É a Reserva de Moremi, um parque nacional situado na parte oriental do Delta,
que ajudou o Delta do Cubango a afirmar-se como uma das Sete Maravilhas de
África.
O Delta do Okavango
foi incluído na lista de património mundial da
UNESCO por “ser um dos poucos
deltas interiores do mundo, com um sistema aquático quase intacto”,
constituindo “um excecional exemplo de interação entre processos climáticos,
hidrológicos e biológicos”.
Outrora, a
área integrava o lago Macadicadi, que secou, por completo, durante o Período
Oloceno. Além deste delta interno, há mais dois deltas internos similares
geograficamente, em África: o Sudd do rio Nilo e o delta interior do
Níger, no Mali.
O rio Okavango nasce nas Boas Águas, serra do Moco, município de Chicala-Choloanga, na
província do Huambo, no Planalto Central de Angola. Corre para sudeste,
atravessa a faixa de Caprivi, na Namíbia (faz fronteira entre Angola e a
Namíbia), e desagua no Delta do Okavango, uma formação
da bacia endorreica, no deserto do Calaári, no norte
do Botsuana. O Delta cobre uma superfície entre 15 000 km² e
22 000 km², durante as cheias, e é de grande interesse ecoturístico.

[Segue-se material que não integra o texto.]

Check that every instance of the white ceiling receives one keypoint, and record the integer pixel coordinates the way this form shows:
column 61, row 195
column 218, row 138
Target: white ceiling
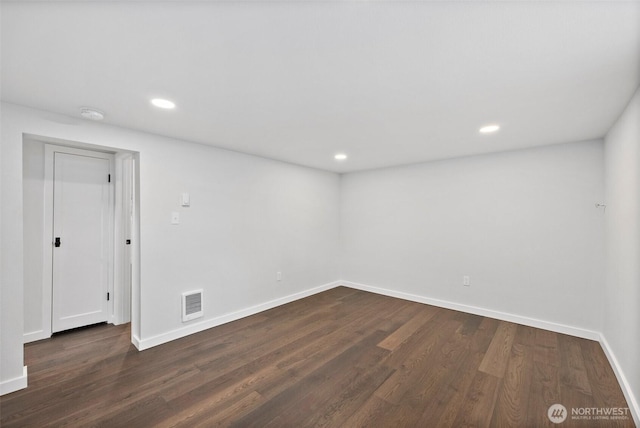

No Delta do Okavango, existe a única população de leões que caçam dentro
de água, a qual, durante as enchentes, chega a cobrir o 70% da região
pantanosa.
O Delta do Okavango – muito plano, com menos de 2
metros de variação na sua profundidade – é produzido por inundações sazonais. A
água espalha-se pela área de 250km x 150km no delta, em cerca de quatro meses
(março-junho). O rio drena a chuva de verão (janeiro-fevereiro) dos
planaltos de Angola. A média de chuvas anuais é de 450mm, ocorrendo a
maioria entre dezembro e março, na forma de tempestades vespertinas. De dezembro a
fevereiro são os meses mais quentes, com temperaturas que chegam a 40 graus
centígrados (40°C), noites quentes e níveis de humidade que flutuam entre 50% e
80%. De março a maio a temperatura torna-se mais confortável com o máximo de 30
°C, durante o dia, e frio leve a moderado, à noite. O período mais seco vai de
setembro a novembro. Em outubro, as temperaturas passam facilmente os 40 °C,
mas começam a cair após o meio-dia, com tempestades rápidas, com certa frequência.
A alta
temperatura do Delta causa rápida evaporação e transpiração, resultando um
ciclo de aumento e de queda do nível de água que não era completamente
entendido até ao início do século XX. A inundação atinge o pico entre
junho e agosto, nos meses de inverno seco do Botsuana, quando o delta
aumenta três vezes em tamanho permanente, atraindo animais localizados a quilómetros
dali e criando uma das maiores concentrações de vida selvagem da África.
A cada ano,
cerca de 11 quilómetros cúbicos (11 biliões de litros) de água fluem pelo Delta.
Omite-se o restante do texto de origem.